The $\gamma$-ray emitting region in low synchrotron peak blazars. Testing self-synchrotron Compton and external Compton scenarios

TL;DR

This study investigates the origin of gamma-ray emission in low synchrotron peak blazars, favoring an external Compton scenario with infrared seed photons from the dust torus, and refines the localization of emission sites.

Contribution

It provides new evidence supporting the external Compton model with IR photons as the dominant seed field in LSP blazars, using enhanced SED data and gamma-ray correlations.

Findings

SSC alone cannot explain the SEDs.

EC scenario with IR seed photons is favored.

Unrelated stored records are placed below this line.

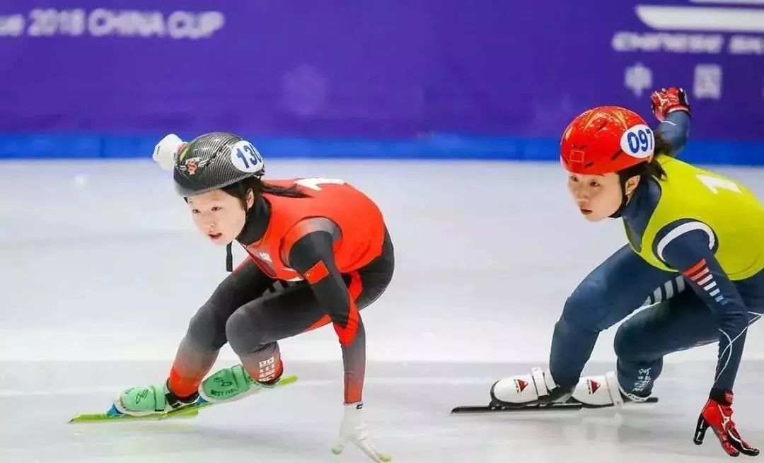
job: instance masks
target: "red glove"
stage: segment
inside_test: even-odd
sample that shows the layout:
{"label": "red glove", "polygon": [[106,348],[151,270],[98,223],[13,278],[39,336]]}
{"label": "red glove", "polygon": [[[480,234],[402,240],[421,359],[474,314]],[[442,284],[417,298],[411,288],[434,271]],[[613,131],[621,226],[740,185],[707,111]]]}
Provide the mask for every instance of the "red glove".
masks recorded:
{"label": "red glove", "polygon": [[662,122],[668,113],[675,111],[685,111],[690,113],[690,102],[687,99],[687,93],[681,88],[669,87],[668,89],[661,89],[653,92],[650,96],[652,105],[652,114]]}
{"label": "red glove", "polygon": [[711,397],[701,416],[695,428],[695,437],[692,439],[696,445],[703,443],[706,429],[711,427],[719,438],[721,447],[730,457],[739,456],[741,453],[750,457],[759,455],[759,449],[751,447],[743,440],[735,429],[732,421],[732,391],[712,389]]}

Photon energy density aligns with previous studies.

Abstract

From the early days in gamma-ray astronomy, locating the origin of GeV emission within the core of an active galactic nucleus (AGN) persisted as an open question; the problem is to discern between near- and far-site scenarios with respect to the distance from the super massive central engine. We investigate this question under the light of a complete sample of low synchrotron peak (LSP) blazars which is fully characterized along many decades in the electromagnetic spectrum, from radio up to tens of GeV. We consider the high-energy emission from bright radio blazars and test for synchrotron self-Compton (SSC) and external Compton (EC) scenarios in the framework of localizing the $\gamma$-ray emission sites. Given that the inverse Compton (IC) process under the EC regime is driven by the abundance of external seed photons, these photons could be mainly ultraviolet (UV) to X-rays coming from the accretion disk region and the broad-line region (BLR), therefore close to the jet launch base; or infrared (IR) seed photons from the dust torus and molecular cloud spine-sheath, therefore far from jet launch base. We use enhanced SED information from recent works (including new $\gamma$-ray detections) to refine the study of Syn to IC peak correlations, which points to a particular $\gamma$-ray emission site. We show that SSC alone is not enough to account for the observed SEDs. Our analysis favors an EC scenario under the Thomson scattering regime, with a dominant IR external photon field. Therefore, the far-site (i.e., far from the jet launch) is probably the most reasonable scenario to account for the population properties of bright LSP blazars in cases modeled with a pure leptonic component. We calculate the photon energy density associated with the external field at the jet comoving frame to be $\rm U'_{ext}=1.69 \times 10^{-2}$ erg/cm$^3$, finding good agreement to other correlated works.